I can find nothing in the contract or the record to indicate the Company was acting beyond its rights when Strasser was ordered to work until the work was complete. There is nothing in the collective bargaining agreement (1) restricting the Company's ability to require an employe to work overtime on the day preceding a vacation. While the Company has not demonstrated that the employes listed in its exhibit were ordered to work such overtime against their will, the Union also presented no significant evidence to the effect that there was a practice to the contrary. The grievant named two such employes, but there were no dates or other details given, one of those employes was included in the list given by the Employer, and this testimony was simply too vague to be given much weight. Meanwhile, work rule #8 does clearly specify that an employe can be given a three-day suspension for refusing to carry out a "reasonable" order. Based on the evidence, there is no reason for me to conclude that the order to put in an extra hour or so of work at the end of the day in question was unreasonable. The evidence does not show a consistent pattern of past practice of employes leaving after eight hours against management's will; there was no evidence of any personal crisis being triggered by the Company's refusal to let the grievant go after eight hours; and the Company was clearly in a period of peak production at which any material produced, whether for stock or not, was likely to be needed quickly. I conclude that the order to tell the grievant to remain at work was reasonable, and that the grievant clearly violated it. It follows that discipline was appropriate. Finally, I note that for its own reasons, the Company levied a much less severe penalty than it might have. The conclusion is inescapable that the Company acted with just cause.

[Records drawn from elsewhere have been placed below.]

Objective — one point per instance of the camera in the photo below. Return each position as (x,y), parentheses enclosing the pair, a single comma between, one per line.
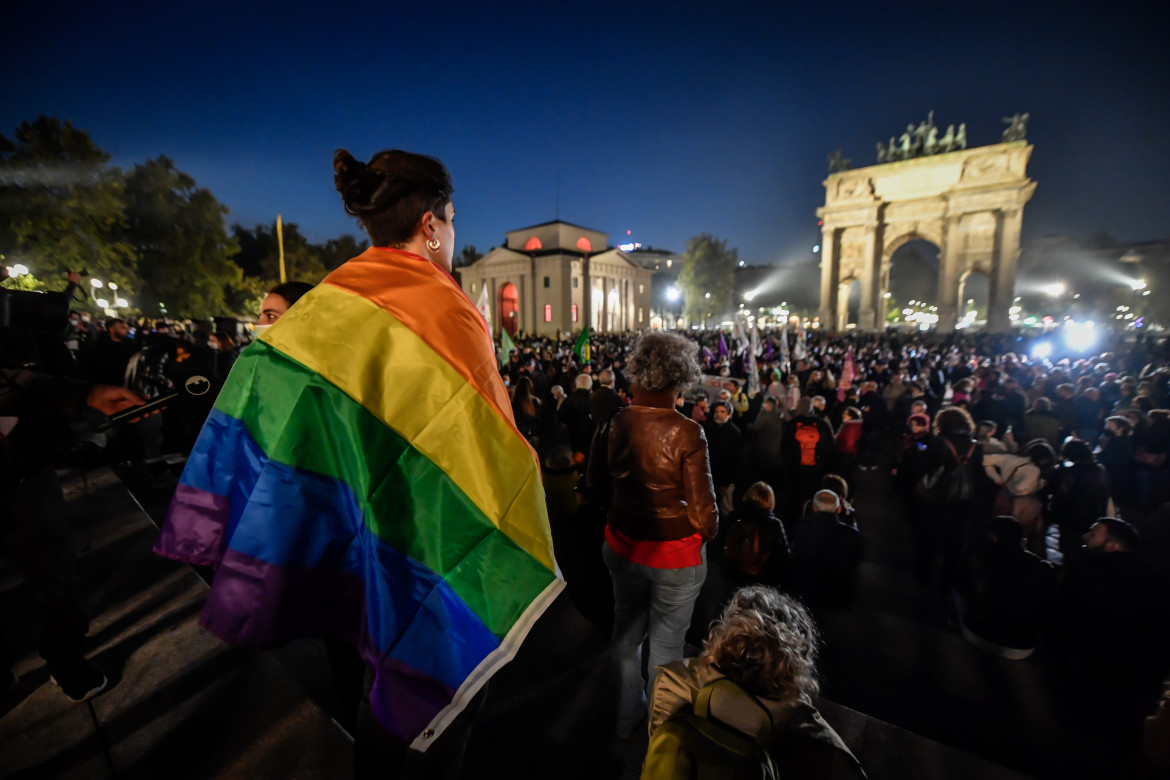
(40,311)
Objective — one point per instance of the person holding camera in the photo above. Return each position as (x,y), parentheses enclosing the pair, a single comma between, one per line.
(34,414)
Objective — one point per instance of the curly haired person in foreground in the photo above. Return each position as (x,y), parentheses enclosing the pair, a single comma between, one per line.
(766,643)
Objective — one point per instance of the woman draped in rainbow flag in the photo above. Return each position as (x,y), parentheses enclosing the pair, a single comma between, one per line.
(362,477)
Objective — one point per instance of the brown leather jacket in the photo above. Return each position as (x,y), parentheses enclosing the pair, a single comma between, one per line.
(656,478)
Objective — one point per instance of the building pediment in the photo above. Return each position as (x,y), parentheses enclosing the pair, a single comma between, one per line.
(557,235)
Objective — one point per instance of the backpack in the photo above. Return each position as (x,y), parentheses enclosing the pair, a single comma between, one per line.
(950,482)
(743,551)
(807,436)
(694,745)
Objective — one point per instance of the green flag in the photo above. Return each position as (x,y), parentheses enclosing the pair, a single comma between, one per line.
(582,349)
(506,346)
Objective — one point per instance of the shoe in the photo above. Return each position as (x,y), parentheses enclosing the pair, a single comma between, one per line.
(80,681)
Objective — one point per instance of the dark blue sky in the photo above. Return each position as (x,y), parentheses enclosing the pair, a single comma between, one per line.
(659,119)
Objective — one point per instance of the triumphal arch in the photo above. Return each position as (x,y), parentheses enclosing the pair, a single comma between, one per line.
(967,201)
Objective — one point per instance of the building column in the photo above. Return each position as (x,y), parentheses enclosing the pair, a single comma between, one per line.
(948,276)
(522,304)
(871,282)
(493,305)
(830,262)
(1002,285)
(604,325)
(585,312)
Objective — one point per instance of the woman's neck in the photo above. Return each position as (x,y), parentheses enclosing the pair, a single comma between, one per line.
(658,399)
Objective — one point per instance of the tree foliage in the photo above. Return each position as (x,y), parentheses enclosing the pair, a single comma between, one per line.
(260,254)
(61,207)
(708,266)
(184,253)
(337,250)
(467,255)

For the foregoing reasons, and based on the record as a whole, it is my decision and


1. That the Company disciplined the grievant for just cause.

2. That the grievance is denied.

Dated at Madison, Wisconsin this 21st day of January, 1994.

By Christopher Honeyman /s/ Christopher Honeyman, Arbitrator

1. Although there may have been in a previous agreement, according to Union testimony at the hearing, there is no evidence that the applicable language was still in effect.